Abstract

Glycerol, propylene glycol and sorbitol were incorporated into salt-based intermediate moisture meats manufactured from porcine M. longissimus thoracis and bovine M. biceps femoris by dry curing and air drying at 4°C. Moisture content and water activity ( a w ) in cured pork were reduced by the addition of propylene glycol and sorbitol. Propylene glycol was more effective than sorbitol in lowering a w . The extractability of myosin heavy chain, used as an index of alteration of myofibrillar protein, decreased in intermediate moisture porcine meats with the addition of salt and was unaffected by sorbitol. However, use of glycerol and propylene glycol in cured and air-dried pork increased the extractability of myosin heavy chain. Whereas intact myofibrils could not be extracted from salt-cured, air-dried beef, myofibrils could be made from air-dried beef cured in the presence of 10% glycol, 5% propylene glycol and 4% sorbitol.
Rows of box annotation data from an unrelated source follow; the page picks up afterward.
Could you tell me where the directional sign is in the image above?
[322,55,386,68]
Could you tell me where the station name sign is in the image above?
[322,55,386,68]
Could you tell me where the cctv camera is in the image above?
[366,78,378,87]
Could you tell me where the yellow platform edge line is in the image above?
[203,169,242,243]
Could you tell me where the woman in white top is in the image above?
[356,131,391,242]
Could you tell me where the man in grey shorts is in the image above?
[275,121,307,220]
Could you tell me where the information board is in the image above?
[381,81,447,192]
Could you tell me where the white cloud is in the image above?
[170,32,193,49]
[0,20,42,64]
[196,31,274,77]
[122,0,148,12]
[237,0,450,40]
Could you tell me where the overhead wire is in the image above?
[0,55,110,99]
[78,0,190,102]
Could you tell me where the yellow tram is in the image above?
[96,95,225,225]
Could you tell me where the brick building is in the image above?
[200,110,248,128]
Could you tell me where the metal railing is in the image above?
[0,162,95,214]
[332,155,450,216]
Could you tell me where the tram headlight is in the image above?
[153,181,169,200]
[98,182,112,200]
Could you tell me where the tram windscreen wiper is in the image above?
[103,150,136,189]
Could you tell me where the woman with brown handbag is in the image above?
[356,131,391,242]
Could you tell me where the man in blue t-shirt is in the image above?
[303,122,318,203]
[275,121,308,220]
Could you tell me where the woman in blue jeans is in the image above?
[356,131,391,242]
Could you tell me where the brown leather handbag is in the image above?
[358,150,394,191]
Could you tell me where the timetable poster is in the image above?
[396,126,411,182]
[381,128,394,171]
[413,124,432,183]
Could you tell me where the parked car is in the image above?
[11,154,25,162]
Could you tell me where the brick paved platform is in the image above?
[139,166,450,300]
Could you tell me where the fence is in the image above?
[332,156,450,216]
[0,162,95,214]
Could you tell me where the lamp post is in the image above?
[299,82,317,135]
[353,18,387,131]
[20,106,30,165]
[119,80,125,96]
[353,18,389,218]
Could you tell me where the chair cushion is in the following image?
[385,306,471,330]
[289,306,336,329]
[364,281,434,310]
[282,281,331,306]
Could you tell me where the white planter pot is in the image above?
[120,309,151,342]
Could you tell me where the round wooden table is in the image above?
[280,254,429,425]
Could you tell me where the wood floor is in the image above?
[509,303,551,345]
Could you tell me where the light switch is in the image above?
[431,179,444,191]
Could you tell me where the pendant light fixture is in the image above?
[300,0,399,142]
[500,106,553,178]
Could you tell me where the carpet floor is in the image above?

Such myofibrils contracted immediately on addition of Mg 2+-ATP. In addition, even after storafe for 5 months, including 30 days at 25°C, myosin heavy chain could be extracted from meat cured with this combination of humectants. In comparison with salt curing alone, curing meat with the above three humectants together, plus salt, results in intermediate moisture meats more like fresh meat.